The advantage of the home-office deduction is that the portion of these expenses that relate to the home office can be deducted as “business expenses” in arriving at your gross income, which provides a much more substantial tax break.


Regular Method vs. Simplified Method


Around 2012, the home-office deduction worked like this: You would take the square footage of the portion of the home that you use as an office and divide it by the total number of square footage. This would result in the “business use” of the home. As a rightful owner of your home, you would cater for some expenses, like mortgage interest, property taxes, homeowner’s insurance, depreciation, and electricity, at the percentage of the business portion of the home, and that would amount to being above-the-line deductions.


For instance, let’s assume the basis of your home expenses is grossly $350,000, and you use 20 percent of the home expenses for business.
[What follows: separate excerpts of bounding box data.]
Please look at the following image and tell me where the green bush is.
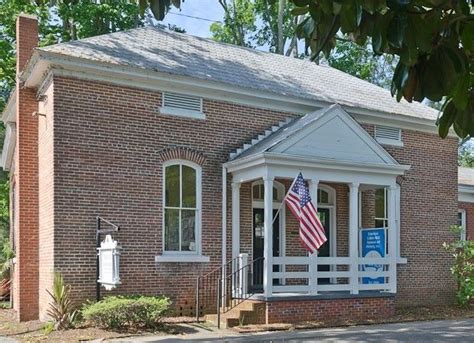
[82,296,171,329]
[443,226,474,306]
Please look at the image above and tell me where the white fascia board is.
[224,152,410,176]
[21,50,452,134]
[0,122,16,171]
[2,89,16,124]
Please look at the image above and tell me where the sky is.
[162,0,224,38]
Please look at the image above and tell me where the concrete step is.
[204,300,265,328]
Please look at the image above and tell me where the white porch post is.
[263,177,273,297]
[308,179,319,295]
[232,182,241,259]
[349,183,359,294]
[387,186,397,293]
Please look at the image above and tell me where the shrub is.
[82,296,171,329]
[46,272,77,330]
[443,226,474,306]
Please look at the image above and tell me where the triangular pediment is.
[266,105,398,165]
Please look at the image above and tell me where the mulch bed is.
[233,305,474,333]
[0,309,195,343]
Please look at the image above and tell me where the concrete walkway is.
[107,318,474,343]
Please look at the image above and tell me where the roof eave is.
[21,49,455,135]
[223,152,410,175]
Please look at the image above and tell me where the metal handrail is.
[196,257,239,321]
[216,257,264,328]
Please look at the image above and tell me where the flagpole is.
[272,170,301,227]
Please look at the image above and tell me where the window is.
[375,125,403,146]
[458,209,466,241]
[163,161,201,254]
[375,188,388,227]
[160,92,205,119]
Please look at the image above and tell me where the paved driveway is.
[106,319,474,343]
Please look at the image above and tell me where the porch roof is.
[225,104,409,180]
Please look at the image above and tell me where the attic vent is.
[160,92,204,119]
[375,125,403,146]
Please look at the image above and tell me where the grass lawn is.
[0,306,474,343]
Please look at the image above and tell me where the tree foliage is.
[292,0,474,138]
[210,0,256,47]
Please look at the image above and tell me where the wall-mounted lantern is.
[97,235,122,291]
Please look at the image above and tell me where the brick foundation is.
[266,296,395,324]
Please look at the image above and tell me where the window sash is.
[163,162,201,254]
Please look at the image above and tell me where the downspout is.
[222,165,227,265]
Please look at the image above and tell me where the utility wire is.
[168,12,222,24]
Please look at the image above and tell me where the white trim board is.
[22,50,454,134]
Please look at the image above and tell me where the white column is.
[232,182,241,259]
[308,179,319,295]
[263,177,273,297]
[387,186,397,293]
[349,183,359,294]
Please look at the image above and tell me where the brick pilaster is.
[13,14,39,321]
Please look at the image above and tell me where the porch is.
[224,105,409,303]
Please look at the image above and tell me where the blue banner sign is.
[360,228,386,284]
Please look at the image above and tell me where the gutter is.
[21,49,448,133]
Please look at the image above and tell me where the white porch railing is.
[272,256,396,294]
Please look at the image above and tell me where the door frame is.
[250,180,286,285]
[317,184,337,257]
[318,184,337,284]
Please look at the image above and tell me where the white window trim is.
[155,159,210,262]
[458,208,467,241]
[374,125,403,147]
[160,92,206,119]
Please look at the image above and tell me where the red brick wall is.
[13,15,39,320]
[459,202,474,240]
[386,131,458,306]
[33,71,457,314]
[266,297,395,324]
[38,78,55,319]
[49,77,287,320]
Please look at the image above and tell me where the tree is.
[458,142,474,168]
[326,37,396,88]
[292,0,474,138]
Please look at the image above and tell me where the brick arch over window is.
[160,147,206,166]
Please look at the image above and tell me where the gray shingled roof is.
[39,27,438,120]
[458,167,474,186]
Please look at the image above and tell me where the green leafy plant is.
[82,296,171,329]
[46,272,78,330]
[41,322,54,335]
[443,225,474,306]
[0,241,15,280]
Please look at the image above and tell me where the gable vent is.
[163,92,202,112]
[375,125,402,145]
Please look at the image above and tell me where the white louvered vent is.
[161,92,204,119]
[375,125,403,145]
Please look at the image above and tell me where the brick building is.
[458,168,474,240]
[2,16,458,323]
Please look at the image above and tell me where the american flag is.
[285,173,327,253]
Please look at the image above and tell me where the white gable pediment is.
[268,105,398,165]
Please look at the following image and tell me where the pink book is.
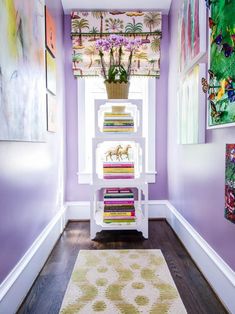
[104,201,134,205]
[104,175,135,179]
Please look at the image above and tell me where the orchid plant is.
[96,35,142,83]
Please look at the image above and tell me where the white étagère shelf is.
[90,99,148,239]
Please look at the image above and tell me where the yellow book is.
[104,212,134,217]
[104,112,131,117]
[103,128,134,132]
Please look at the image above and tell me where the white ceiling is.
[61,0,171,14]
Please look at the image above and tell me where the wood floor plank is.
[18,220,228,314]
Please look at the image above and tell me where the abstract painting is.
[224,144,235,223]
[0,0,46,141]
[46,50,56,95]
[47,94,57,132]
[178,0,206,73]
[208,0,235,128]
[178,64,206,144]
[45,7,56,57]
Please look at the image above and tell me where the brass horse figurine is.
[105,145,122,161]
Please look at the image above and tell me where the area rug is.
[60,250,187,314]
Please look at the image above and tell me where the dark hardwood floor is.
[18,220,227,314]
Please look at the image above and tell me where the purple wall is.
[168,0,235,270]
[0,0,64,283]
[64,15,168,201]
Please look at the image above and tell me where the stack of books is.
[103,161,135,179]
[103,188,136,223]
[103,112,134,133]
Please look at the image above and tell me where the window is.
[77,77,156,184]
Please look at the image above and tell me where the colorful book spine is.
[103,112,134,133]
[103,161,135,179]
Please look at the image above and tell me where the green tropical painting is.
[225,144,235,223]
[208,0,235,127]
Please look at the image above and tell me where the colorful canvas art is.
[47,94,57,132]
[207,0,235,128]
[178,64,206,144]
[178,0,206,73]
[45,8,56,57]
[225,144,235,223]
[0,0,46,141]
[46,50,56,95]
[71,11,162,77]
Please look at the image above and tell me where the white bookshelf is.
[90,99,148,239]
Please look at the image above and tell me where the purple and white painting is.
[0,0,46,141]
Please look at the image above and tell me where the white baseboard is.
[0,208,66,314]
[67,200,235,313]
[0,200,235,314]
[166,201,235,314]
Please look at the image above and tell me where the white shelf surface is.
[90,99,148,239]
[94,209,143,230]
[95,99,143,137]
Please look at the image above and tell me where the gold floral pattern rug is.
[60,250,187,314]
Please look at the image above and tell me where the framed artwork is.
[207,0,235,129]
[46,50,56,95]
[224,144,235,223]
[178,0,207,74]
[0,0,46,142]
[178,64,206,144]
[45,7,56,57]
[47,94,57,132]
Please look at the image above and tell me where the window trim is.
[77,78,157,184]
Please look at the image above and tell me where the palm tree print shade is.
[71,11,162,77]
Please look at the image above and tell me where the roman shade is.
[71,11,162,77]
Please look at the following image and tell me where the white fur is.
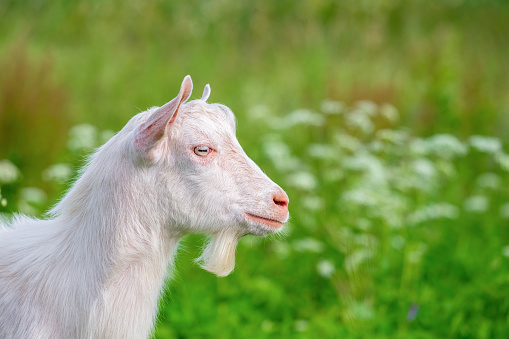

If 20 percent of $350,000 was depreciated, you would have successfully depreciated $70,000 of the home. Roughly, your depreciation per year would be $1,795. Also, if your deduction was at the 15 percent tax bracket, your tax deduction would automatically be $269; at the 25 percent tax bracket, it would be $449; at 28 percent, it would be $503; at 31 percent, it would be $556; at 35 percent, it would be $628; and at 39.6 percent, it would be $711.


Now, peradventure deduction was taken for five years, and you sold the property for $500,000. The sale would be tax-free, but you’ve designated 20 percent of the home as business property, so when you sell the home, $30,000 would be subjected to capital-gains tax. If your capital-gains tax rate was 15 percent, your tax would be $4,500, and if your capital-gains tax was 20 percent, your tax would be $6,000. We haven’t even said anything about the 3.8 percent net investment income tax, which would be due on the capital gain if your income was more than $250,000. Anytime you possess an asset that isn’t taxable and make it taxable, it is not so ideal.


Under the simplified option, the standard deduction is $5 per square foot, up to 300 square feet of office space used, capped at $1,500 per year. The deduction that you take with the simplified option cannot exceed more than the gross income for business use of the home and less business expenses. Interestingly, you don’t have to recapture any depreciation on the sale of the home.